Tejo
(18 de Julho de 1384)
Logo que foi aclamado pelo povo de Lisboa «Defensor e Regedor do Reino» viu-se o Mestre de Avis a braços com a tarefa ingente de defender Portugal contra a invasão de Castela, tendo apenas pelo seu lado uma pequena parte da nobreza, as cidades de Lisboa e Porto e a província do Alentejo, já que a maior parte da nobreza e o resto do País eram pela filha legitima de Dom Fernando e consequentemente, pelo seu marido, o Rei Dom João I de Castela. Nesse tempo, para efeitos militares, Portugal era Lisboa. Isso mesmo compreendera Henrique II de Castela quando na guerra de 1372-1373 lhe veio pôr cerco. Também o terá compreendido o Mestre de Avis ao concentrar todos os recursos de que dispunha na sua defesa. Mas para defender eficazmente Lisboa, eram precisas duas coisas, uma boa muralha que a protegesse do lado de terra, uma forte armada que garantisse o domínio do estuário do Tejo, pois que nada adiantaria cercar a cidade pelo lado de terra deixando francas as comunicações, através do rio, com Santarém, Barreiro, Almada, etc. Na guerra de setenta e dois, a muralha então existente era ainda a velha muralha dos primeiros reis que de resto a cidade já há muito havia galgado. Agora dispunha o Mestre de Avis da nova muralha que Dom Fernando mandara erigir, depois daquela guerra, fazendo jus ao ditado, «casa roubada, trancas à porta!»
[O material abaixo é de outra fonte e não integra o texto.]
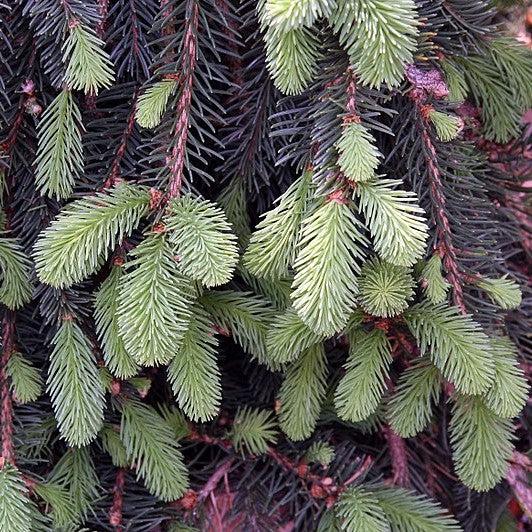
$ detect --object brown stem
[412,93,467,314]
[109,468,126,532]
[168,1,199,199]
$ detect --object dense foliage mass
[0,0,532,532]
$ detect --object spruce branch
[278,344,327,441]
[404,302,494,394]
[94,265,139,379]
[47,318,105,447]
[292,195,366,336]
[0,233,33,310]
[449,396,513,491]
[485,337,529,419]
[6,351,43,404]
[0,457,32,532]
[63,20,114,94]
[135,79,178,128]
[118,233,194,366]
[358,259,414,318]
[329,0,418,88]
[35,90,84,199]
[164,195,238,287]
[168,304,222,422]
[334,329,392,422]
[355,179,428,266]
[120,399,188,501]
[387,357,442,438]
[244,171,311,279]
[34,183,150,288]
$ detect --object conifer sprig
[34,183,150,288]
[0,233,33,310]
[334,329,392,422]
[35,90,83,199]
[135,79,177,128]
[120,399,188,501]
[168,304,222,421]
[449,396,513,491]
[330,0,418,88]
[388,358,442,438]
[279,344,327,441]
[404,302,494,394]
[355,179,428,266]
[244,171,311,279]
[47,319,105,447]
[63,21,114,94]
[94,266,139,379]
[165,195,238,287]
[0,464,32,532]
[118,233,194,366]
[292,197,366,336]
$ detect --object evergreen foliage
[47,318,105,446]
[279,344,327,441]
[0,234,33,310]
[120,400,188,501]
[0,0,532,532]
[292,195,366,336]
[35,90,83,199]
[117,234,193,366]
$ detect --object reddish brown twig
[109,468,126,532]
Quanto à armada, dispunha o Mestre, além de algumas Naus, das Galés que tinham sido capturadas em Saltes e mais tarde devolvidas a Portugal por certo muitas delas em mau estado. Com notável visão estratégica, reconhecendo que a armada era o elemento essencial para a defesa de Lisboa e que Lisboa era o elemento essencial para a defesa de Portugal, mandou imediatamente armar todas as Galés e Naus que estavam na cidade, encarregando dessa tarefa o enérgico Bispo de Braga, Dom Lourenço. E, graças à incansável actividade deste, foi conseguido organizar em pouco tempo uma armada de doze Galés e sete Naus, às quais se juntaram uma Galé e uma Galeota vindas do Algarve. A guarnição total desta armada era de cerca de três mil marinheiros e remadores e oitocentos homens de armas. Esforço deveras notável se atendermos à situação em que se encontrava a cidade, prestes a ter de suportar um novo cerco. Apesar de tudo, foi considerado que a armada não era suficientemente forte para se bater com a de Castela, acabando por ser decidido em conselho enviá-la ao Porto a fim de se reforçar com as Naus e gente de armas que lá houvesse e depois, voltar ao Tejo com maior probabilidade de vencer a armada castelhana. A 14 de Maio de 1384 largou a nossa armada rumo ao Porto sob o comando de Dom Rodrigues de Sousa. Chegada àquela cidade, contribuiu decisivamente para repelir as forças castelhanas que a pretendiam ocupar. Na sequência dessa acção, as nossas Galés dirigiram-se para as costas da Galiza, onde andaram às presas durante alguns dias. Entretanto, no Porto trabalhava-se febrilmente para reforçar a armada com navios e gente de armas e mantimentos. Quanto a navios, foram-lhe acrescentadas mais quatro Galés e dez Naus, o que é deveras importante. Mas no que diz respeito a gente de armas e a mantimentos as difilculdades foram maiores, porque, exeptuando o Porto, todo o resto do Norte estava ainda por Dona Beatriz.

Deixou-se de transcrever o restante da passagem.